I would only use the seeds as a de-wormer (and we're using the word "worm" here instead of parasite, both meaning the same thing) twice a year. If you want to feed the seeds in the fall, then I would buy some Panacur and de-worm the tortoises with that in the Spring.

(and a quick note for next time: if you clean off the seeds and put them on a cookie sheet in the oven on a very low heat, it will dry them out and they grind up much easier in the blender...not gooey at all)


----------



## Terry Allan Hall (Oct 16, 2010)

emysemys said:


> I'm still not sure if you're wanting to de-worm your tortoises or just give them a pumpkin treat...so...
> 
> *Both, really*
> 
> ...



*OTOH, both of my torts found this gooey mess VERY appealing! 
I've seen no evidence of worms in either (or in my daughter's box turtles), so it's likely only a propylactic thing, but they all four loved it! *


----------



## tortoisenerd (Oct 16, 2010)

A little on parasites, a favorite topic of mine:

Your tort can have a moderate case of worms without any symptoms or visible worms in the poop.
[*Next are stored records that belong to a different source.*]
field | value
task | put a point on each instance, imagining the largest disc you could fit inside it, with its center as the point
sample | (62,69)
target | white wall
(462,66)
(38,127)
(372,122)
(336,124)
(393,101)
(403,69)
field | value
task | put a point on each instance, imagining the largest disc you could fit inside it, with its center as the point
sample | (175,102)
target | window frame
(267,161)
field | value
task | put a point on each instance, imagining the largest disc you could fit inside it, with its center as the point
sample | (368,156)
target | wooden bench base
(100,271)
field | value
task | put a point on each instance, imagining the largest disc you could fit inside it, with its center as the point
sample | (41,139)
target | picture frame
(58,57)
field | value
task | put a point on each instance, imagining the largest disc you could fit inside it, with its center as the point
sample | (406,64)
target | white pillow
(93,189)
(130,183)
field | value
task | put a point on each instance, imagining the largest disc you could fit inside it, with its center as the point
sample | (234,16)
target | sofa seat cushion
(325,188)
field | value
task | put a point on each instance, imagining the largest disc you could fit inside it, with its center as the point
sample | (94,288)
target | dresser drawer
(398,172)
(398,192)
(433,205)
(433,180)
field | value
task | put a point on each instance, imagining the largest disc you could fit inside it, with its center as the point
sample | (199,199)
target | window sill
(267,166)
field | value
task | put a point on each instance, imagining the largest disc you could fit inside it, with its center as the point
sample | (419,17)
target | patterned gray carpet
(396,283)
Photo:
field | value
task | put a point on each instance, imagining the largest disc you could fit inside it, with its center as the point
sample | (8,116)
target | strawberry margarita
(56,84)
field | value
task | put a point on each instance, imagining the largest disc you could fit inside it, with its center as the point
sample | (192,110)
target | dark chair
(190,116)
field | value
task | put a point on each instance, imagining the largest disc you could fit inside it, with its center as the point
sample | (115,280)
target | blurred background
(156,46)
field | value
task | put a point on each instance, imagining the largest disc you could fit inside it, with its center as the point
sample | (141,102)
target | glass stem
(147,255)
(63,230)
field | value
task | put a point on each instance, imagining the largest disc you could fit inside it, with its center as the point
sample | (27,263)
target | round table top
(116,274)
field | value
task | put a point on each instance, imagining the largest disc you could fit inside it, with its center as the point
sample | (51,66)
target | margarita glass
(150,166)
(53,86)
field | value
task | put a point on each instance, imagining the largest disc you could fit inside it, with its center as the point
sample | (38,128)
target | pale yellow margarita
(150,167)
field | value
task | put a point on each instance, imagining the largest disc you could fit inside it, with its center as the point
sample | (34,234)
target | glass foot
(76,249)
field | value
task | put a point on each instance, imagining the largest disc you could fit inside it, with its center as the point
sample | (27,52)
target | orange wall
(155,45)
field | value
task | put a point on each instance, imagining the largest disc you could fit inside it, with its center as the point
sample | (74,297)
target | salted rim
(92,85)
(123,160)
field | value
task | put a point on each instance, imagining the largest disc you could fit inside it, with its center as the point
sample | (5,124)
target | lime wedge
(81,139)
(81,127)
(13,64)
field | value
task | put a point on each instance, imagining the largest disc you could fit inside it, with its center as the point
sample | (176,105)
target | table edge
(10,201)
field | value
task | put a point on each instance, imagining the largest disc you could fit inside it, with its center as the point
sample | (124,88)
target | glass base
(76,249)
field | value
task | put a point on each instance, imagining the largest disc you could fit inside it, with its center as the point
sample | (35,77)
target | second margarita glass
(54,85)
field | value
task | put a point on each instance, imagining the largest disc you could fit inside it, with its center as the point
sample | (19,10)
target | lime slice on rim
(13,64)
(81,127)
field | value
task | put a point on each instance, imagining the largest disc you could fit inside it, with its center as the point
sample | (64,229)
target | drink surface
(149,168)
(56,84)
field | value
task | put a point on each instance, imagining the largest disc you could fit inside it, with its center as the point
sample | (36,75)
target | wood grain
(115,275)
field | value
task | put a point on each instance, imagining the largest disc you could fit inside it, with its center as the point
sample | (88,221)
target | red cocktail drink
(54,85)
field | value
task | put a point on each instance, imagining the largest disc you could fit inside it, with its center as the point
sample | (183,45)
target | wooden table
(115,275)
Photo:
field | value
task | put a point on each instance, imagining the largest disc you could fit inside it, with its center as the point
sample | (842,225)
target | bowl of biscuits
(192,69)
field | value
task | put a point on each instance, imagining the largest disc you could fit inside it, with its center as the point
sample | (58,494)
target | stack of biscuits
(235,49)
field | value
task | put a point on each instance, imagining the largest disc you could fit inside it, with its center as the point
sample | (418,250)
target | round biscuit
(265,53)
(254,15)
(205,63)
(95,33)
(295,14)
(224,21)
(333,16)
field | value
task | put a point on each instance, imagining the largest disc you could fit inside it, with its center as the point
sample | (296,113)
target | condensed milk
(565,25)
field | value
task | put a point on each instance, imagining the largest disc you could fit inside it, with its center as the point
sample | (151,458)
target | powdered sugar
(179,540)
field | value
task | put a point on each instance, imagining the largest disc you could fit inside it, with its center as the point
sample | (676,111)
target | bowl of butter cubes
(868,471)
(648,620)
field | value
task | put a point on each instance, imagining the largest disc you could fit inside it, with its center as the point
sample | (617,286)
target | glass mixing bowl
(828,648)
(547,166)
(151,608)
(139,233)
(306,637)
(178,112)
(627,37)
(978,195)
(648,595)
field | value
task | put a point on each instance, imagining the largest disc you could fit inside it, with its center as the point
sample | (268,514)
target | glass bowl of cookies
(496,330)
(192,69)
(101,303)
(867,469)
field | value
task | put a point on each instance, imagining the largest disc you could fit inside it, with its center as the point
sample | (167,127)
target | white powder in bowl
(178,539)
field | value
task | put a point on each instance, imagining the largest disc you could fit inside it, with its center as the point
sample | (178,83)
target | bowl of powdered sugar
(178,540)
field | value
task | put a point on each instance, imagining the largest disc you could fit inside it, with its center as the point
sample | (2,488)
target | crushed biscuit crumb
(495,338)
Best to have a fecal sample checked at a vet's (or learn to do it yourself with a book and a microscope) every 6-12 months (or immediately after you get a tort, then 1-2 months later, then every 6-12 months), and treat based on the parasite type if any are found (different parasites need different meds, and there are parasites besides worms, such as coccidia or protozoa. A tortoise can be clean one test and loaded 6 months down the road because parasites will lie dormant and have different life cycles, etc.

If you have a small number of tortoises, I think it really is best to bite the bullet and get the $10-20 test done because using worming meds on a regular basis is tough on the torts tummy, they can build immunity to them, and why treat something that might not be there? For those that have a dozen plus tortoises, yes I can see why its much more cost effective to regularly use dewormer and take the tort to the vet if you see symptoms.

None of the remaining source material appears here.